No habría sabido decir cuánto tiempo permaneció arrodillada allí antes de recobrar el sentido y la capacidad de movimiento, pero poco a poco fue percibiendo el intenso olor del río en las fosas nasales, la frialdad del mármol en las rodillas, el paulatino apaciguamiento de su corazón. Las manos que sujetaban la barandilla estaban tan rígidas que necesitó unos dolorosos segundos para desprender de ella los dedos. Se puso en pie y, repentinamente, recuperó las fuerzas y la lucidez.
Cruzó el patio a la carrera, sin decir palabra, y empezó a aporrear la primera puerta, la de Dauntsey, y a llamar al timbre. Las ventanas estaban oscuras y no perdió tiempo esperando una respuesta que sabía no iba a llegar, sino que echó a correr a lo largo de la casa hasta llegar a la fachada de Innocent Walk y pulsó el timbre de Frances Peverell, dejando el pulgar derecho sobre el botón mientras sacudía el llamador con la mano izquierda.

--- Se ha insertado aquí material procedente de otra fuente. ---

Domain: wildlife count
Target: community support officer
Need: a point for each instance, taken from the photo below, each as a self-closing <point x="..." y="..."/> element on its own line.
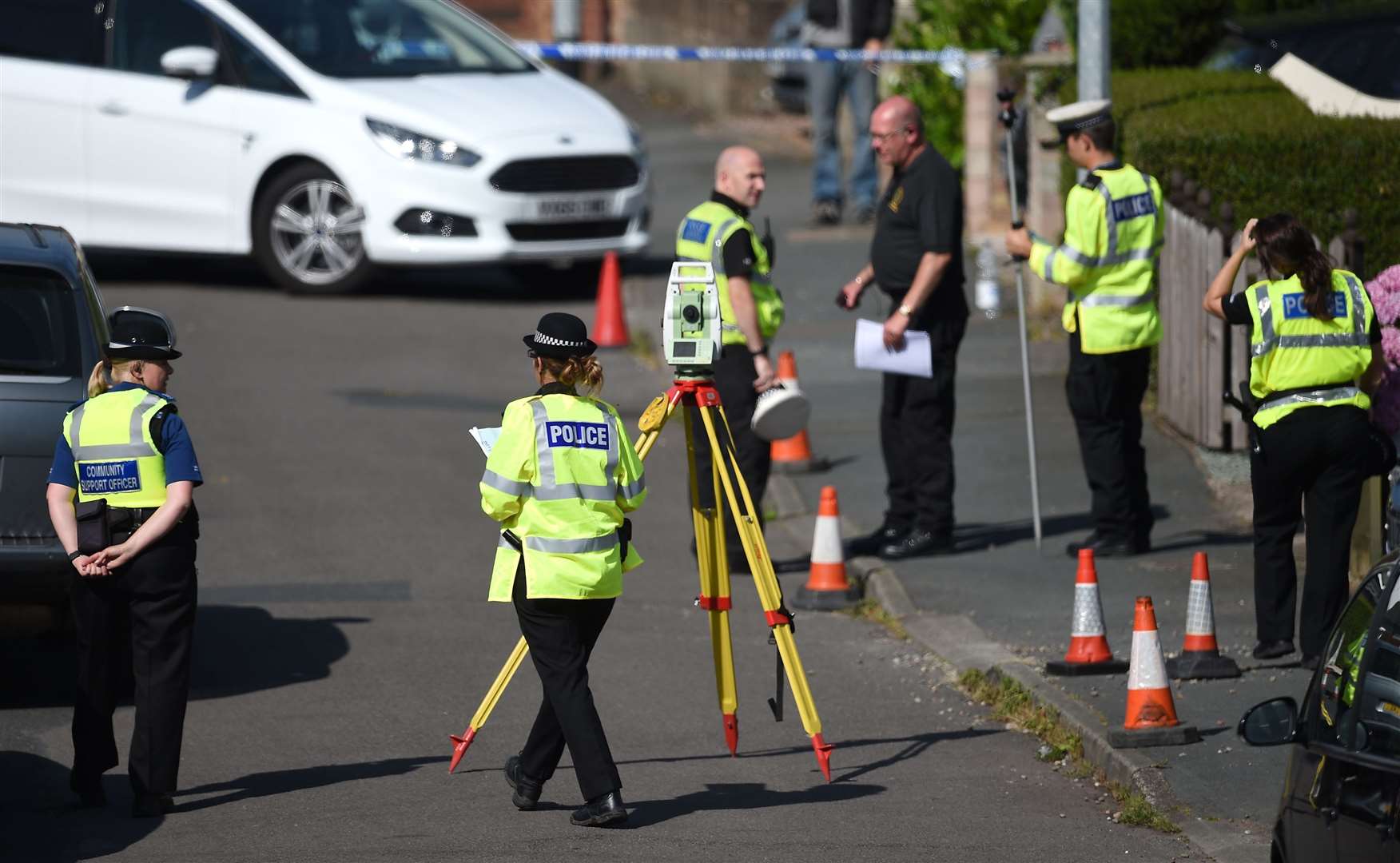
<point x="750" y="312"/>
<point x="917" y="260"/>
<point x="1113" y="234"/>
<point x="1312" y="366"/>
<point x="559" y="481"/>
<point x="126" y="454"/>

La respuesta fue casi inmediata. No oyó el precipitado rumor de pasos en la escalera, pero la puerta se abrió de par en par y vio a James de Witt con Frances Peverell a su lado. Mandy balbució algunas incoherencias, señaló hacia el río y echó a correr de nuevo, consciente de que iban tras ella. Se detuvieron al borde de la terraza y miraron los tres hacia el agua. Mandy se sorprendió pensando: «No estoy loca. No ha sido un sueño. Todavía está aquí.»

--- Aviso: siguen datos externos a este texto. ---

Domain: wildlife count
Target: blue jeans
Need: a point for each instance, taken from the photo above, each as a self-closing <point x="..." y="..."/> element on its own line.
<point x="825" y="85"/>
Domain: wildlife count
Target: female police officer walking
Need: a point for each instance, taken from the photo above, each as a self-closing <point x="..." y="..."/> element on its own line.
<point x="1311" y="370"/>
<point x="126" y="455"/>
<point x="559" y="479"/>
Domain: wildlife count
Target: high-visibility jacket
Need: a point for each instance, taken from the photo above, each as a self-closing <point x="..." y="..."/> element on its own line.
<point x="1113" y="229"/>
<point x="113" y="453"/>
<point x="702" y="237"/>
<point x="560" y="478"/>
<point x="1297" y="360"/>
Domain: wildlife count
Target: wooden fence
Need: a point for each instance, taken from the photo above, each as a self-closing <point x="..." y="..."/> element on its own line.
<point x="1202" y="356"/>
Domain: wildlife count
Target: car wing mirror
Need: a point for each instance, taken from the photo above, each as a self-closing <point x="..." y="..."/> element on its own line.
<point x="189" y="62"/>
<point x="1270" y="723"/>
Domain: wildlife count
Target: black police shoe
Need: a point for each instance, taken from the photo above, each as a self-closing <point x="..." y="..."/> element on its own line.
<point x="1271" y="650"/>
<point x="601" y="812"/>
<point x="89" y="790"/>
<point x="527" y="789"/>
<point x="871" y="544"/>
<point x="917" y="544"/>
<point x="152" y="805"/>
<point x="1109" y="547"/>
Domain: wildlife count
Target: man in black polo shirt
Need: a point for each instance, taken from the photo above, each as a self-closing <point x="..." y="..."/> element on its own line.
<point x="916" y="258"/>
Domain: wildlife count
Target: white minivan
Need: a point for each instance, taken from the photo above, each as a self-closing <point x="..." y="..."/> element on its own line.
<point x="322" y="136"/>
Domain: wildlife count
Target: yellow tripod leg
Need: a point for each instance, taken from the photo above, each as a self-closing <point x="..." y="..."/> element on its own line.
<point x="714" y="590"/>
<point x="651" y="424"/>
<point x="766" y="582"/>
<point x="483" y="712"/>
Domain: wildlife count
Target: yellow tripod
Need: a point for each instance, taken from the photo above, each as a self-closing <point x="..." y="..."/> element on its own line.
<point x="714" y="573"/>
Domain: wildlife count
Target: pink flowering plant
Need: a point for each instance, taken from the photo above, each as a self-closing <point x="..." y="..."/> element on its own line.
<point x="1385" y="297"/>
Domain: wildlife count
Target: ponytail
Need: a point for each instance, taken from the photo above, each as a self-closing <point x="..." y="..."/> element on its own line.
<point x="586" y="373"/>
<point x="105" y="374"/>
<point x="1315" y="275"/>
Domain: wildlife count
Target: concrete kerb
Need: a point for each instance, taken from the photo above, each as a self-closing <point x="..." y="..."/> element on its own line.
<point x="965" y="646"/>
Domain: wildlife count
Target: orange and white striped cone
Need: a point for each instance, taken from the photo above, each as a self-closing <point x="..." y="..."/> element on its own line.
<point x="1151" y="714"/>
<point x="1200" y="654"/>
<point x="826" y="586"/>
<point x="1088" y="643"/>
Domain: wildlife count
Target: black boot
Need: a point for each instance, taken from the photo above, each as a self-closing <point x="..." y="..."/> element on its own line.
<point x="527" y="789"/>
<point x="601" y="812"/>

La señorita Peverell exclamó:
– ¡Oh, no! ¡Oh, por favor, Dios mío, no! -Y a continuación se volvió, desfallecida.
James de Witt la cogió entre sus brazos, pero no antes de que Mandy la hubiera visto santiguarse.
– No pasa nada, cariño, no pasa nada -trató él de consolarla.
La voz de Frances quedó medio sofocada por la chaqueta de James.
– Sí pasa. ¿Cómo no va a pasar? -Luego se desasió y, con una energía y una serenidad asombrosas, preguntó-: ¿Quién es?
De Witt no volvió a mirar lo que había en el río, sino que desprendió con cuidado la hoja de papel de la barandilla y la examinó.